By Michael Armijo

When I was growing up I had a great friend named Todd. When I would go to his house his mother taught us so much structure. We would sit down eat a sandwich a few chips two Oreo cookies and a glass of milk. When I asked for more which was overindulgence she would explain “two is enough”. We would eat together and function as a family. My childhood with Todd taught me structure.
I had a friend named Craig. Craig taught me about business, computers, repair and marketing. He taught me maturity and friendship. My time with Craig taught me intelligence.
I had a friend named Stephan. He reminded me of Tony Soprano and would always say “come to papa” when I was sad or struggling. Stefan taught me you can be tough and tender.
I had a friend name Mike. Mike taught me about family and how to be a family. He encouraged me to be a good husband and a good family man.
I had a BFF named Jeffrey. Jeff was a sheriff reserve. When I first started my company 17 years ago he encouraged me and helped me represent what I was trying to do, as I was nervous and insecure. Jeff taught me confidence and generosity of my time. He taught me love and friendship.
I had a mother named Marie. She used to tell me on a weekly basis that she wouldn’t know what she’d do without me. She said that she will, and have, always loved me. She taught me that I was always loved.
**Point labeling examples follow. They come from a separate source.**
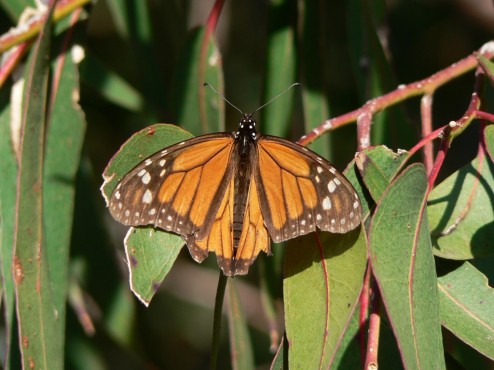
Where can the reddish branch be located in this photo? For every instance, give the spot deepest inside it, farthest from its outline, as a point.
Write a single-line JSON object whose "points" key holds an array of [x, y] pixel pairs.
{"points": [[426, 86]]}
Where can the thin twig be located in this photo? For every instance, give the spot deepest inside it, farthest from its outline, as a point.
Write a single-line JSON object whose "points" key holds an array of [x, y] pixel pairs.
{"points": [[218, 315], [401, 93]]}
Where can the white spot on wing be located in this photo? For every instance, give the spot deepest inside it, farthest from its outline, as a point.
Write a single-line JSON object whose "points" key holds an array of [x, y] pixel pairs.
{"points": [[331, 186], [146, 178], [326, 204], [147, 196]]}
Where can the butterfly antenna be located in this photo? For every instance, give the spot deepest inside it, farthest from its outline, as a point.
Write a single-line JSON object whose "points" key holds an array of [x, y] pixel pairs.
{"points": [[225, 99], [277, 96]]}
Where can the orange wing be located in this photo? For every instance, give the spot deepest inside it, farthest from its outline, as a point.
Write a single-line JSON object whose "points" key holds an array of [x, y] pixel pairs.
{"points": [[177, 189], [300, 190], [253, 239]]}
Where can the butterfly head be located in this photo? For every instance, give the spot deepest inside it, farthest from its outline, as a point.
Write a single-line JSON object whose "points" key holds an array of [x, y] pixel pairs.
{"points": [[247, 128]]}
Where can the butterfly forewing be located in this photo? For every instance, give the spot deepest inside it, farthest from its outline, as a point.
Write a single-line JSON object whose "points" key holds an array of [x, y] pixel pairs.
{"points": [[174, 190], [229, 193], [300, 190]]}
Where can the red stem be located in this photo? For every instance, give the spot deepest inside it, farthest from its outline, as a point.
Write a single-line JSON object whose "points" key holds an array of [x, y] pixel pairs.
{"points": [[374, 330], [426, 113], [403, 92]]}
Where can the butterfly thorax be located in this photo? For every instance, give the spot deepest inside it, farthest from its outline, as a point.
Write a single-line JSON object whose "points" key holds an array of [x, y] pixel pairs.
{"points": [[243, 156]]}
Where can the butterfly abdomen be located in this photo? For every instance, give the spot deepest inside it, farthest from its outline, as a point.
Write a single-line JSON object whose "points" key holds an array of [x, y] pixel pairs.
{"points": [[242, 157]]}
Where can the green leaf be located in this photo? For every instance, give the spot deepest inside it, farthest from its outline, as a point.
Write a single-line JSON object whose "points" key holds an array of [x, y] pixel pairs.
{"points": [[198, 109], [403, 265], [466, 302], [150, 256], [489, 141], [315, 335], [8, 169], [279, 358], [64, 139], [461, 213], [314, 70], [15, 7], [378, 166], [240, 343], [487, 66], [150, 252], [280, 68], [39, 325]]}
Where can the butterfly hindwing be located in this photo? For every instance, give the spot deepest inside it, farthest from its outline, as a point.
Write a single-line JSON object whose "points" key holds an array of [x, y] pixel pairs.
{"points": [[230, 193], [301, 190], [177, 189]]}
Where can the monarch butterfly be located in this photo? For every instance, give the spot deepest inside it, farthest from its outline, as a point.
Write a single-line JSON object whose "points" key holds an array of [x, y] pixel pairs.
{"points": [[231, 192]]}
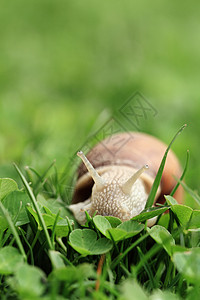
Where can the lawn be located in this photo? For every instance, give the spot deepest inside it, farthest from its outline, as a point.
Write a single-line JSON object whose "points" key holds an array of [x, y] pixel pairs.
{"points": [[70, 70]]}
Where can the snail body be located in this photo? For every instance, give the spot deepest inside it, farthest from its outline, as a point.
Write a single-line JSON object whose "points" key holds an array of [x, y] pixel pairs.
{"points": [[116, 181]]}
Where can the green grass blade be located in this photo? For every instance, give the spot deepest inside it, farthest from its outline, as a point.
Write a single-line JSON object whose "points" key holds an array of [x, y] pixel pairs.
{"points": [[157, 180], [35, 205], [182, 176], [13, 229]]}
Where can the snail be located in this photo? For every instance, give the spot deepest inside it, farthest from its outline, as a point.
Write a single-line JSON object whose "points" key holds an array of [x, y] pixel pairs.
{"points": [[117, 175]]}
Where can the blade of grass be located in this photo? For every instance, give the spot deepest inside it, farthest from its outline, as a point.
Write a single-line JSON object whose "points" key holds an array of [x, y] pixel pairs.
{"points": [[182, 176], [13, 229], [54, 227], [157, 180], [35, 205], [122, 255]]}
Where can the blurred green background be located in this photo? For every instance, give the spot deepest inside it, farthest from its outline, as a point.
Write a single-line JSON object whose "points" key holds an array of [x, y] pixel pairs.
{"points": [[66, 67]]}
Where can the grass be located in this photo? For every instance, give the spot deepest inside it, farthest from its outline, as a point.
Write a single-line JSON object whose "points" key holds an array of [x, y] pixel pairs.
{"points": [[41, 242], [67, 70]]}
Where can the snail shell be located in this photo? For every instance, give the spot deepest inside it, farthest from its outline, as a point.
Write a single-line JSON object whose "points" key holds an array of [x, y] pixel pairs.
{"points": [[115, 161]]}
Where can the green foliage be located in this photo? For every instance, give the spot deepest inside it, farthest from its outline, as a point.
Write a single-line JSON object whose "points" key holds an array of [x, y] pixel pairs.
{"points": [[106, 258]]}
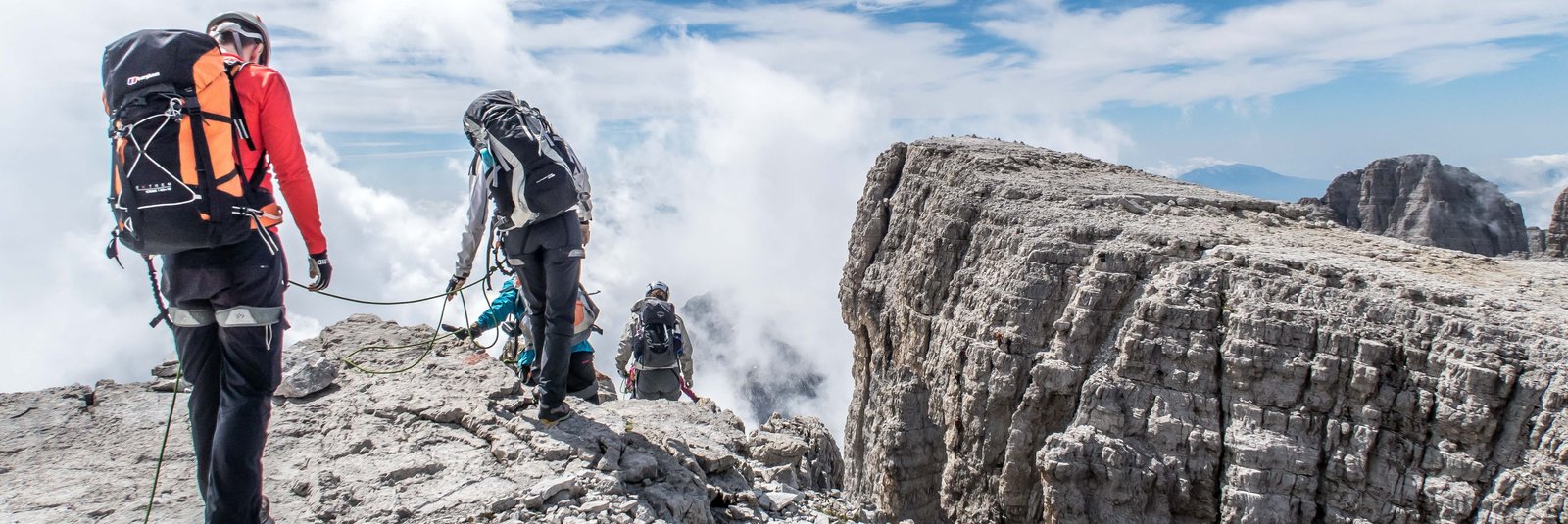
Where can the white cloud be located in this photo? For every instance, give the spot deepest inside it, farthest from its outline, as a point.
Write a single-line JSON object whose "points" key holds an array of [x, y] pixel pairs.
{"points": [[1452, 63], [1534, 182]]}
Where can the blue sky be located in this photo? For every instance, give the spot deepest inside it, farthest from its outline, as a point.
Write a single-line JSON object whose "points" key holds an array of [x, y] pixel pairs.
{"points": [[728, 141]]}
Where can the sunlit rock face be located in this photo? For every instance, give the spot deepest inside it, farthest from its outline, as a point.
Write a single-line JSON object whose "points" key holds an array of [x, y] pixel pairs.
{"points": [[1424, 201], [1042, 336]]}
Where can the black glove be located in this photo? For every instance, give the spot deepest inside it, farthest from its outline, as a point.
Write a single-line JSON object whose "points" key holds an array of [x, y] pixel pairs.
{"points": [[320, 271], [463, 333], [455, 284]]}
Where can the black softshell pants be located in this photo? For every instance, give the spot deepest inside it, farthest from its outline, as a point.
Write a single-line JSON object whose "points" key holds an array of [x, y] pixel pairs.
{"points": [[658, 385], [580, 378], [232, 369], [549, 258]]}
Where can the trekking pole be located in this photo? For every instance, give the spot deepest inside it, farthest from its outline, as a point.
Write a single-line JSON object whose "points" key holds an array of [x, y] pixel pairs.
{"points": [[179, 375]]}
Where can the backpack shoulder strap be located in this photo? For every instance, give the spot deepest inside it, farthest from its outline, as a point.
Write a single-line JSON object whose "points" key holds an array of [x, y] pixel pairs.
{"points": [[232, 68]]}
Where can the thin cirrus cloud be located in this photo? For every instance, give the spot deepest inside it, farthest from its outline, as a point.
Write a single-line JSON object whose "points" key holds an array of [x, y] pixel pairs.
{"points": [[726, 141]]}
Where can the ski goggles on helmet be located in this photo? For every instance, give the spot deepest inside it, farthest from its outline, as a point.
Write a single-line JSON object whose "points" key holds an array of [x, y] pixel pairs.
{"points": [[227, 27]]}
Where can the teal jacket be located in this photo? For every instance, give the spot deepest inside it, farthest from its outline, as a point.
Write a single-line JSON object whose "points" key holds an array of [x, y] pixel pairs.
{"points": [[510, 305], [506, 305]]}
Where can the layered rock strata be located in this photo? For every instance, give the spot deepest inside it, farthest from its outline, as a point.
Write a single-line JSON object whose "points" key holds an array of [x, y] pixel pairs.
{"points": [[1424, 201], [1042, 336], [1557, 232], [452, 440]]}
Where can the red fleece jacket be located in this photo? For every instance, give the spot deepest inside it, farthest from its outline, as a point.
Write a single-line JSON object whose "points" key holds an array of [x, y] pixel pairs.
{"points": [[269, 115]]}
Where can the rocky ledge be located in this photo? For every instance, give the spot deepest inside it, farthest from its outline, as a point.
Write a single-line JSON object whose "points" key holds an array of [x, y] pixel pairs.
{"points": [[1042, 336], [452, 440]]}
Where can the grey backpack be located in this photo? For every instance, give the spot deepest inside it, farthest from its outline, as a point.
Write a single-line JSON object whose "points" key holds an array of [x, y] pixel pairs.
{"points": [[659, 344]]}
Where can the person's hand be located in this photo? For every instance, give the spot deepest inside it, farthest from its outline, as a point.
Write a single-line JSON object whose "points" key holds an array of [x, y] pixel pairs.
{"points": [[320, 271], [455, 284]]}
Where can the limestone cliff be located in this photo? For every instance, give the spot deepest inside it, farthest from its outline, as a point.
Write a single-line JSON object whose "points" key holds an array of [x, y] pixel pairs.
{"points": [[449, 441], [1042, 336], [1424, 201], [1557, 232]]}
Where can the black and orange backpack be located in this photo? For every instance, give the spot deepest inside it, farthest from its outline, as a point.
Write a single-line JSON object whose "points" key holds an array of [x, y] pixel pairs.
{"points": [[174, 129]]}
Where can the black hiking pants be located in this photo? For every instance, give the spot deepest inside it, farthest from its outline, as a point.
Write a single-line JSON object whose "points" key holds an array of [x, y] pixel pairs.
{"points": [[226, 308], [549, 258], [580, 378], [658, 385]]}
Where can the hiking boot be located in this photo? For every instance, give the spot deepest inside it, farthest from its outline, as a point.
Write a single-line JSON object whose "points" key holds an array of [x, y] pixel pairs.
{"points": [[266, 516], [553, 416]]}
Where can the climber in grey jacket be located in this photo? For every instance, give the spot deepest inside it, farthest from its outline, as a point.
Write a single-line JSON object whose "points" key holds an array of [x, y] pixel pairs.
{"points": [[541, 213], [655, 382]]}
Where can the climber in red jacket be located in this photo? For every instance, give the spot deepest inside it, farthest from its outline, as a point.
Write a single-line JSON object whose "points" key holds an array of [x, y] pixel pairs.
{"points": [[227, 303]]}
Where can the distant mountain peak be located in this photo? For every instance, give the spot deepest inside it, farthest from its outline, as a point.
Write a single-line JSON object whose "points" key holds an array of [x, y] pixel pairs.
{"points": [[1254, 181]]}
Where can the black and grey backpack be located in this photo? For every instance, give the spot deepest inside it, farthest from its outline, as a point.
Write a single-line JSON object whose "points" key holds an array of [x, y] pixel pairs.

I’d visit these people, which kept all of those “pieces of me” alive. These pieces that made me who I am, as I grew up in constant fear and insecurity. In a world of abuse and neglect. But constantly seeing these individuals would help me hang on to those pieces that are now a structural part of my life. Every person above unfortunately has died within the last few years. I came to the realization that I believed when they died those pieces of me died with them. So I found myself empty and not knowing who I was anymore.
It’s interesting how we subconsciously react to tragedy. We don’t realize when death comes it affects us all. Loss is not just for a few individuals, loss can sometimes mean people change unknowingly. Uncontrollably.
Fortunately, now, I have discovered what has transpired. Now I must remember these are not losses, but instead, gifts.
So now as I reflect on the many wonderful memories that I have, I Will work on finishing the grieving process. I must begin to start enjoying my gifts. And I must be thankful and honor these people for the gifts they’ve given me. The pieces that make me, …. Me.